Plus, continuous monitoring helps you validate network segmentation and compliance, reducing dwell time and limiting breach impact.

How does NDR Differ from EDR, SIEM, and XDR?

EDR focuses on endpoint behaviors—processes, files, and registry changes on hosts. SIEM ingests logs and events from across your stack for correlation and reporting. XDR unifies telemetry from endpoints, network, cloud, and identity into one console.

NDR zeroes in on network traffic itself, filling blind spots in encrypted or unmanaged segments. Together, they give layered detection and response.

What Types of Threats can NDR Detect?

NDR tools catch lateral movement, brute-force or unauthorized access attempts, DNS tunneling, command-and-control callbacks, data exfiltration, ARP spoofing, and anomalous protocol use. They also spot unusual traffic volumes, hidden beaconing, and policy violations—like unsecured shadow IT services—so you uncover both automated attacks and manual intrusions that slip past firewalls.

How does NDR help security teams respond to incidents?

When NDR flags suspicious traffic, it provides packet captures, session details, and threat context—IP addresses, process names, or user accounts involved. Automated playbooks can block malicious IPs, quarantine infected segments, or throttle suspect flows. Analysts use live flow graphs and forensic timelines to trace attack paths, making it faster to contain, remediate, and restore normal traffic.

What features should you look for in an NDR Solution?

Choose an NDR with high-fidelity packet capture, encrypted traffic analysis, and support for cloud and container networks.

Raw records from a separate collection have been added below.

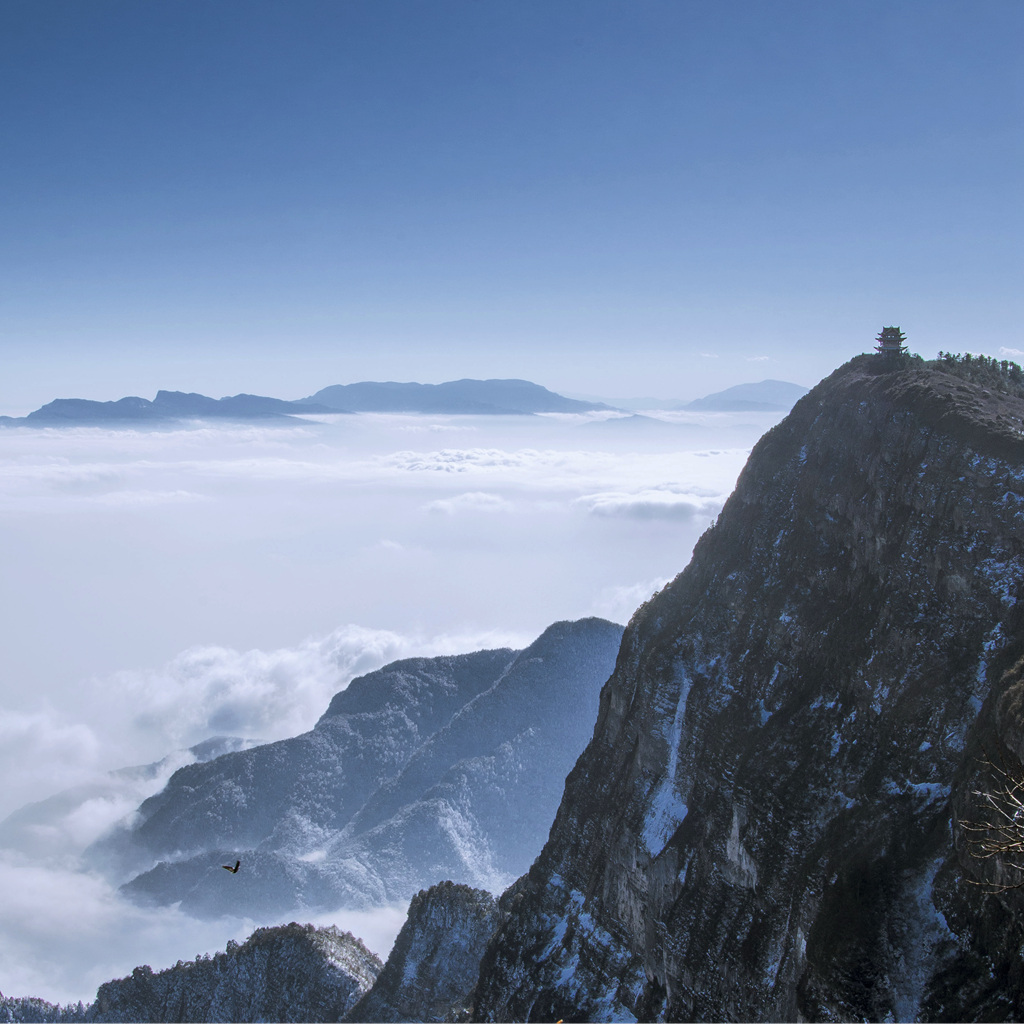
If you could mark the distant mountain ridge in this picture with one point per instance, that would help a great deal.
(462, 396)
(168, 406)
(505, 397)
(764, 396)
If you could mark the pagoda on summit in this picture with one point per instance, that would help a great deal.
(891, 342)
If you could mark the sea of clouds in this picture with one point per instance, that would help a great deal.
(163, 587)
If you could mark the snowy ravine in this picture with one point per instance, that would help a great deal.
(766, 824)
(426, 770)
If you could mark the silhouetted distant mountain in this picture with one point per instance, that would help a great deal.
(465, 396)
(494, 396)
(763, 396)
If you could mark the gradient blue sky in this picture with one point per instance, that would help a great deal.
(612, 198)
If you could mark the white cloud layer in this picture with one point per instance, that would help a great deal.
(158, 586)
(66, 932)
(652, 504)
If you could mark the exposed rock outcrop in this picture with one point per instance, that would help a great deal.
(425, 770)
(766, 824)
(435, 960)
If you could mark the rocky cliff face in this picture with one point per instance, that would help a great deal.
(427, 769)
(291, 973)
(435, 960)
(767, 822)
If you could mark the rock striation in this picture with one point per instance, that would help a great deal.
(768, 821)
(435, 961)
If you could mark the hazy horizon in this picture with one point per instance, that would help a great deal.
(656, 198)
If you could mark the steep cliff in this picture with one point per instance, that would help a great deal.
(425, 770)
(291, 973)
(767, 823)
(435, 961)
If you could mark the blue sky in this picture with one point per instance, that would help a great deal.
(619, 199)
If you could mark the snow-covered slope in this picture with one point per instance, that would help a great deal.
(425, 770)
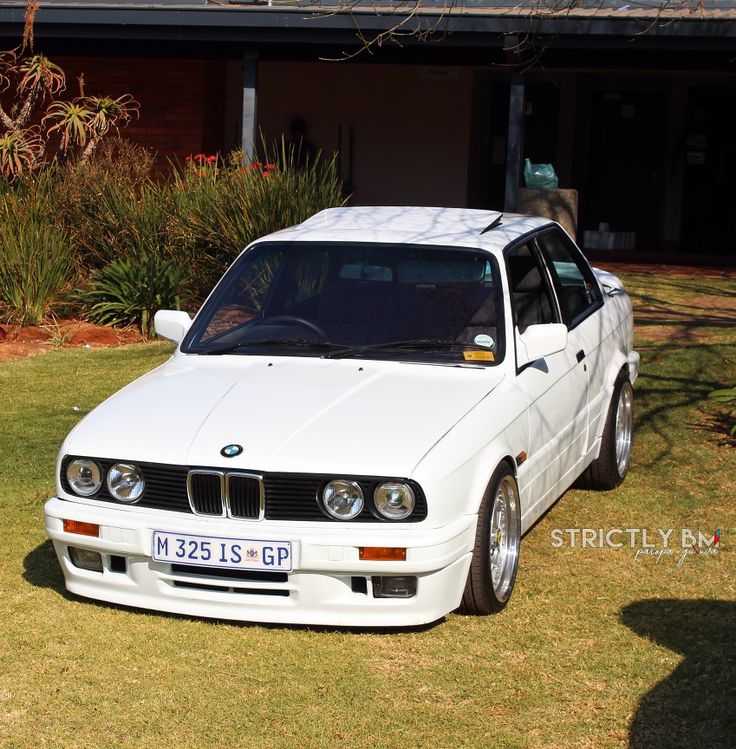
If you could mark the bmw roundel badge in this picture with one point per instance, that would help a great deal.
(231, 451)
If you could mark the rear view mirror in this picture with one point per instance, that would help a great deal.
(171, 324)
(538, 341)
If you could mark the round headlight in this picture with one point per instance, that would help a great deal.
(84, 477)
(394, 500)
(125, 482)
(343, 499)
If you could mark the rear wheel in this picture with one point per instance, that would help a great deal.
(609, 469)
(497, 541)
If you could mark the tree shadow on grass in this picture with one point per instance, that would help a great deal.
(695, 706)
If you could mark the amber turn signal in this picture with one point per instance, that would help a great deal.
(83, 529)
(382, 553)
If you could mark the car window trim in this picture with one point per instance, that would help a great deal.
(573, 322)
(496, 269)
(528, 239)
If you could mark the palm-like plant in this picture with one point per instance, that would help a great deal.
(71, 119)
(20, 151)
(40, 77)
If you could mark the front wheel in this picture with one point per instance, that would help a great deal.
(609, 469)
(497, 541)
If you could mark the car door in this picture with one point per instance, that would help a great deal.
(556, 386)
(581, 301)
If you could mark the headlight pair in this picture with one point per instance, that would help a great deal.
(344, 500)
(124, 480)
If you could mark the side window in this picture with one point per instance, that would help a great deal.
(532, 301)
(578, 291)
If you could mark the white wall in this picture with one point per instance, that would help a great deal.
(411, 124)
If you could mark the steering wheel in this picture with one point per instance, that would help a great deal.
(296, 321)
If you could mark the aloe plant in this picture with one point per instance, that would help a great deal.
(35, 258)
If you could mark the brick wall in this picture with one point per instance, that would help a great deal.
(182, 101)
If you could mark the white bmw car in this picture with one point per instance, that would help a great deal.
(357, 428)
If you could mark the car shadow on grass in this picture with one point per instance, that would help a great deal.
(695, 706)
(41, 569)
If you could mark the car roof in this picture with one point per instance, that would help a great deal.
(460, 227)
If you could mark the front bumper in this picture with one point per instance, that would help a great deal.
(323, 588)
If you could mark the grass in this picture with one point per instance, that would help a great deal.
(596, 649)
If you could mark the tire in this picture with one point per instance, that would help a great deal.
(497, 541)
(609, 469)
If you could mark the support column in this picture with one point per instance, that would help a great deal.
(248, 139)
(515, 142)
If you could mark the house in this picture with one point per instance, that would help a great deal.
(633, 105)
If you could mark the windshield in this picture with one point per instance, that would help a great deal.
(343, 300)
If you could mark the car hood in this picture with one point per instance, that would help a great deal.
(289, 414)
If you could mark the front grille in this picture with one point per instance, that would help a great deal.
(245, 496)
(205, 490)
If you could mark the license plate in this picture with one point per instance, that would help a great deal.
(214, 551)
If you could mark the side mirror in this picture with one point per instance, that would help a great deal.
(171, 324)
(538, 341)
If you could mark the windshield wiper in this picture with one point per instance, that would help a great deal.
(421, 344)
(300, 343)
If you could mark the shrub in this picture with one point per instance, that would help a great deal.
(112, 206)
(130, 290)
(219, 207)
(36, 257)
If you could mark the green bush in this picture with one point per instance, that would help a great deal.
(220, 207)
(130, 290)
(113, 207)
(36, 255)
(143, 242)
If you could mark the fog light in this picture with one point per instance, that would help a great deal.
(86, 560)
(394, 587)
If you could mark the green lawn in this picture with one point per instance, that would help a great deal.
(596, 649)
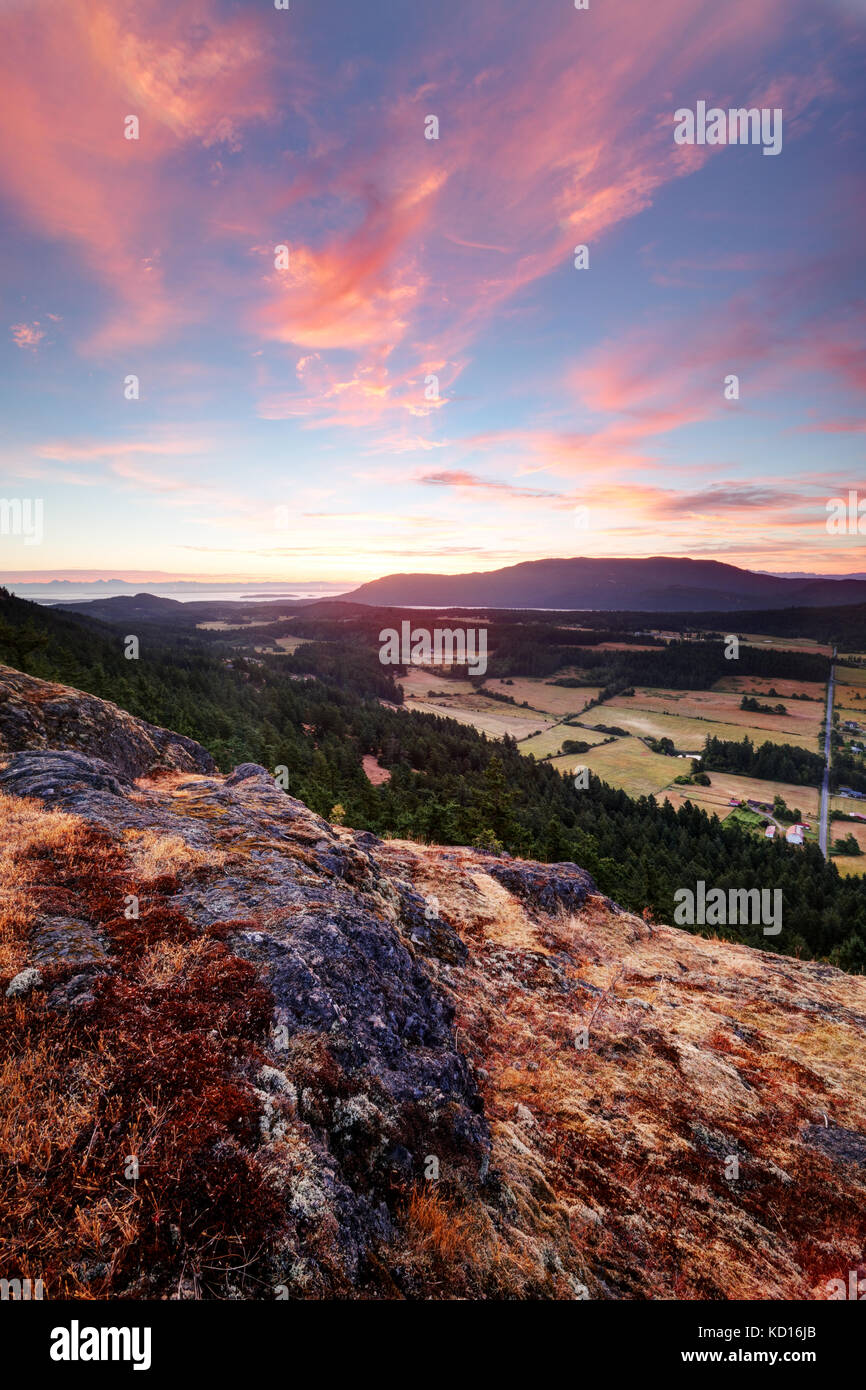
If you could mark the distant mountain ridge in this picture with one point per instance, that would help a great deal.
(662, 584)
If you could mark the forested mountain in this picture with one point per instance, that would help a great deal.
(659, 583)
(449, 784)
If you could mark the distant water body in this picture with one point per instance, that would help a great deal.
(164, 591)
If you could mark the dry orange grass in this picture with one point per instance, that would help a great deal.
(28, 833)
(613, 1153)
(154, 855)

Look for behavioral analytics that learn your baselines, built-in threat intelligence feeds, and seamless integration with your SOAR or SIEM.

Automated response workflows, customizable detections, and detailed forensics dashboards help your team hunt threats and act swiftly.

How does SentinelOne’s NDR Support Detection and Response?

SentinelOne’s NDR can automatically isolate and quarantine network traffic threats by analyzing east-west and north-south traffic behaviors by using AI. It uses it global threat telemetry data to spot anomalies. When it detects an incident, Singularity XDR can take action, remediate vulnerabilities, and initiate rollbacks where needed.

You can also enrich threat investigations by using SentinelOne’s SOAR services with its NDR support.